Your Google Business Profile is the primary signal AI models pull when deciding whether a practice is specific, credible, and complete enough to recommend. A complete, consistently positioned GBP is not a supplementary task. It is the infrastructure your AI visibility is built on. The Dental Index national practice audit found that practices with complete GBP profiles generate 7 times more clicks than those without. Your locations that are invisible to AI are almost certainly missing this foundation, and every month that passes without it is a month the competitor two miles away builds authority you cannot reclaim quickly.
Clear positioning is what makes AI search work for your portfolio. Without it, your locations are invisible options in a system built to return answers, not lists. The practices that appear in those answers are already building an authority pattern that compounds. The window to act is narrower than it looks from inside a full schedule.
A Google Maps result is one option among many. An AI recommendation arrives as a vetted answer. The patient who receives it is already most of the way to a decision before they ever call your front desk.
The recommendation vs. the result
Practices closing the AI visibility gap have stopped treating AI search as a new traffic channel. They recognise that an AI recommendation creates a patient who has already received a vetted answer, not a patient still choosing from a list. The psychology at the moment of arrival is different, and that difference lives upstream of everything the clinical team does.
Your portfolio is already bifurcated
The groups moving fastest on this have stopped treating AI visibility as a future problem to solve in the next planning cycle. They are asking a current-state question: which of our locations are already being recommended, and which are invisible? That question has an answer right now, and it predicts case mix performance more precisely than most operational metrics in the portfolio review.

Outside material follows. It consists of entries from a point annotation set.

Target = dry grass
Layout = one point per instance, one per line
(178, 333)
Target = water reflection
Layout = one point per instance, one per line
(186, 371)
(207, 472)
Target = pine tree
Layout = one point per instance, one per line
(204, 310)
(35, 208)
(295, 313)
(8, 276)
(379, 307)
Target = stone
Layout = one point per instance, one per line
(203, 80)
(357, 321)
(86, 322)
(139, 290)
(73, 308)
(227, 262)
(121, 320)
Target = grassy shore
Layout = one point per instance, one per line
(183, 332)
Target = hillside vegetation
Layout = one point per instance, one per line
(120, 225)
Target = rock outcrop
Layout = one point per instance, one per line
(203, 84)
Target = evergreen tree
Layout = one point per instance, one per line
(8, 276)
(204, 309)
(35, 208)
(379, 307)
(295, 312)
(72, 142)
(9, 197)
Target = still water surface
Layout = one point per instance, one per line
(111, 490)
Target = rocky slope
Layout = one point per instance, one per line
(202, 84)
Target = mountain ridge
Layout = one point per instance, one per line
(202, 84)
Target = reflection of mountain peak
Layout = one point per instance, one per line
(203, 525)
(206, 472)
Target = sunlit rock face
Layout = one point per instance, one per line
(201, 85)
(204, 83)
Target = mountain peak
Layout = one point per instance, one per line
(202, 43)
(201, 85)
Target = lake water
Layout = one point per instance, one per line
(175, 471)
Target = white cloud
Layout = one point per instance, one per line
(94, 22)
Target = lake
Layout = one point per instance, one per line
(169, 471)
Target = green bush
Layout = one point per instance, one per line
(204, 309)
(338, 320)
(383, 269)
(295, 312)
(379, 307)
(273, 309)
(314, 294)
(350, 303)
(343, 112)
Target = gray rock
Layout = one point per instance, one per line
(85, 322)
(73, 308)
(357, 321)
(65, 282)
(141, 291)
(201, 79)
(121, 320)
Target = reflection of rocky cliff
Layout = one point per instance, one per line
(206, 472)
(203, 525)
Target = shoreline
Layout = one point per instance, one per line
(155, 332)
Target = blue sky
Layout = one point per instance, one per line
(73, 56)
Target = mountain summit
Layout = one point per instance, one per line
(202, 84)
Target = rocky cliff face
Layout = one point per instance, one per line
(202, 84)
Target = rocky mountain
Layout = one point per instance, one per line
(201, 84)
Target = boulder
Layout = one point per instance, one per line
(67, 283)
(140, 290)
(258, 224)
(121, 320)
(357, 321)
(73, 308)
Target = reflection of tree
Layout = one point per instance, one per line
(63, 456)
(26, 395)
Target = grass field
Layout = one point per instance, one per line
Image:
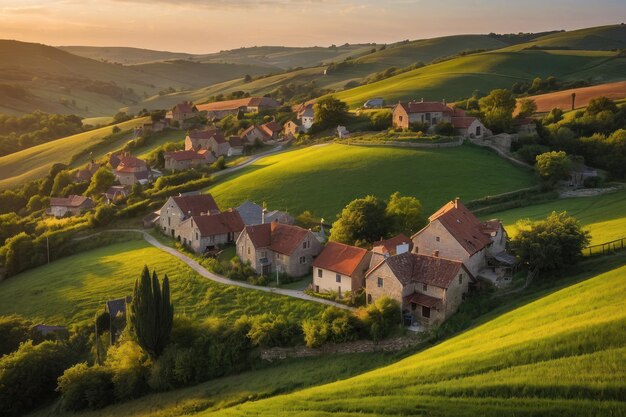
(323, 179)
(280, 378)
(563, 354)
(604, 216)
(35, 162)
(71, 289)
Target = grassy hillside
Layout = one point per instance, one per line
(35, 162)
(563, 354)
(323, 179)
(604, 216)
(70, 290)
(458, 78)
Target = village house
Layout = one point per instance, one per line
(69, 206)
(453, 232)
(429, 289)
(236, 146)
(179, 160)
(131, 170)
(340, 268)
(178, 209)
(276, 247)
(271, 130)
(208, 231)
(252, 214)
(182, 112)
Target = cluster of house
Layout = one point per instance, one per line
(429, 273)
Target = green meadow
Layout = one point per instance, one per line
(71, 289)
(604, 216)
(561, 355)
(323, 179)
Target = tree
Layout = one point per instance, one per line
(553, 166)
(404, 213)
(330, 112)
(552, 243)
(362, 221)
(497, 110)
(150, 313)
(100, 182)
(528, 107)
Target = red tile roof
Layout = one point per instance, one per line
(279, 237)
(196, 204)
(340, 258)
(219, 224)
(414, 268)
(463, 226)
(426, 107)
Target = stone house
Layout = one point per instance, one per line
(340, 268)
(177, 209)
(453, 232)
(131, 170)
(275, 246)
(429, 289)
(179, 160)
(69, 206)
(207, 231)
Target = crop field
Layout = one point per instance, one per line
(71, 289)
(604, 216)
(35, 162)
(323, 179)
(562, 354)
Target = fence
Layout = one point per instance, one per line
(605, 248)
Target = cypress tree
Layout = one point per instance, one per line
(150, 313)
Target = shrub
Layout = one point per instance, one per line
(82, 386)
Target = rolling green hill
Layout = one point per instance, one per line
(604, 216)
(71, 289)
(563, 354)
(32, 163)
(323, 179)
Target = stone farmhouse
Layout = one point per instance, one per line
(429, 288)
(206, 231)
(453, 232)
(69, 206)
(272, 247)
(340, 268)
(180, 160)
(178, 209)
(432, 112)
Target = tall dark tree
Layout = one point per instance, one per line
(150, 313)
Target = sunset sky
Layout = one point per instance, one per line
(211, 25)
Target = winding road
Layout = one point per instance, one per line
(218, 278)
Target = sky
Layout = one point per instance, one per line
(203, 26)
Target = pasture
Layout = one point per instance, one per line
(562, 354)
(323, 179)
(71, 289)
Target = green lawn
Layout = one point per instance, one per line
(604, 216)
(35, 162)
(71, 289)
(323, 179)
(563, 354)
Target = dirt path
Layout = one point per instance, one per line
(223, 280)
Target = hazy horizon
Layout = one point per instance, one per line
(209, 26)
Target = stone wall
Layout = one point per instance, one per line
(359, 346)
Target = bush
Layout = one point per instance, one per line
(82, 386)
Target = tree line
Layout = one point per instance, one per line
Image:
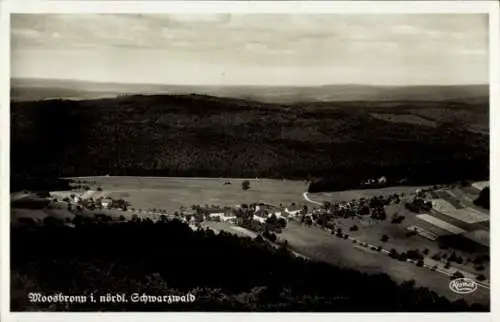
(202, 136)
(223, 271)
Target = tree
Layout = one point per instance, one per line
(282, 223)
(484, 198)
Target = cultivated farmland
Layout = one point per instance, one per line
(173, 193)
(318, 244)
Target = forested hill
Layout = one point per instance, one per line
(224, 272)
(196, 135)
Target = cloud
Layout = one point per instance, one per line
(322, 42)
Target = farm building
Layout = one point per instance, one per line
(466, 215)
(223, 216)
(437, 226)
(106, 202)
(292, 212)
(481, 237)
(260, 216)
(480, 185)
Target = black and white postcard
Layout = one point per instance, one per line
(224, 159)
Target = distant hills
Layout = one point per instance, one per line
(424, 142)
(23, 89)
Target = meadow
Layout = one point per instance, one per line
(173, 193)
(348, 195)
(320, 245)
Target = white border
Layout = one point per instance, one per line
(367, 7)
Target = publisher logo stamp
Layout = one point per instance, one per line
(463, 285)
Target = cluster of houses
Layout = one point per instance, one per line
(260, 213)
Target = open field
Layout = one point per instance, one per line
(449, 197)
(318, 244)
(359, 193)
(404, 118)
(173, 193)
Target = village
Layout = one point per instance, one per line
(434, 227)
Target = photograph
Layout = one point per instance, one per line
(249, 162)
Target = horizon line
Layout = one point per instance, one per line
(246, 85)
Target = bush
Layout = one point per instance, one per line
(436, 257)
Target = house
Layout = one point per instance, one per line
(217, 215)
(106, 202)
(292, 212)
(260, 216)
(226, 217)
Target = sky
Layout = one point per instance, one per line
(252, 49)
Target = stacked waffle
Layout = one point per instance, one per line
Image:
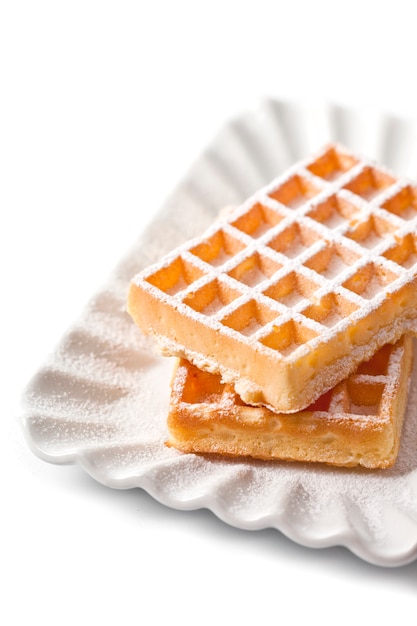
(292, 318)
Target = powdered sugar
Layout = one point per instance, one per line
(121, 443)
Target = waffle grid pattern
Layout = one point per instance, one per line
(306, 257)
(367, 394)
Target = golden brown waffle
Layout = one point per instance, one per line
(357, 423)
(287, 294)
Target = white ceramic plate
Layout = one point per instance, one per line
(101, 400)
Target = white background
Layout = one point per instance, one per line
(103, 107)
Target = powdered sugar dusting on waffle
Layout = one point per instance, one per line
(309, 257)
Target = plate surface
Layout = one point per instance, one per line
(101, 400)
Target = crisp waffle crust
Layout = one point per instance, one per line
(356, 423)
(288, 293)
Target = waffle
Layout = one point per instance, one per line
(356, 423)
(288, 293)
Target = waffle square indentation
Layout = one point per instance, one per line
(254, 269)
(292, 289)
(370, 280)
(365, 399)
(211, 297)
(403, 251)
(378, 364)
(288, 336)
(175, 277)
(330, 309)
(333, 212)
(369, 183)
(403, 204)
(293, 240)
(295, 192)
(249, 317)
(332, 260)
(332, 164)
(258, 220)
(371, 232)
(218, 248)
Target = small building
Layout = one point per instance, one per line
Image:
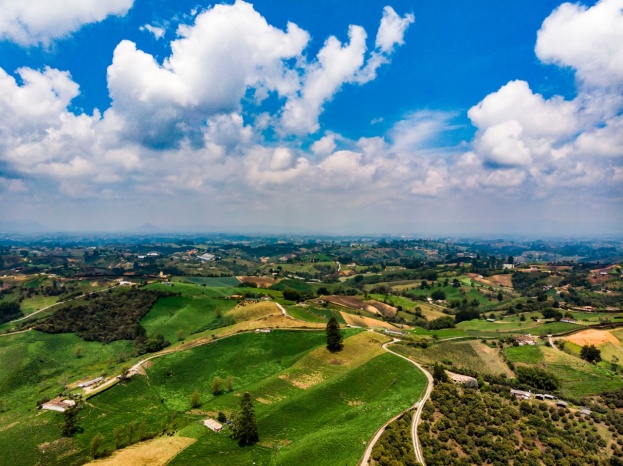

Positioning is the input, AI visibility is the output
The groups closing the AI gap are not necessarily spending more. They have stopped thinking of AI visibility as something to purchase and started thinking of it as something to earn through clarity. An AI model can only recommend a practice it can describe with confidence. The practices earning those recommendations have made themselves describable, not just discoverable.
The authority gap compounds every month
Practices that have been receiving AI recommendations for the last six months are building a reputation pattern that makes future AI recommendations more likely. The locations that have remained invisible are not standing still. They are falling further behind a competitor whose authority signal is growing with every search cycle. Recognising this as a compounding dynamic rather than a static ranking question is the shift that separates groups who act on it from those who wait.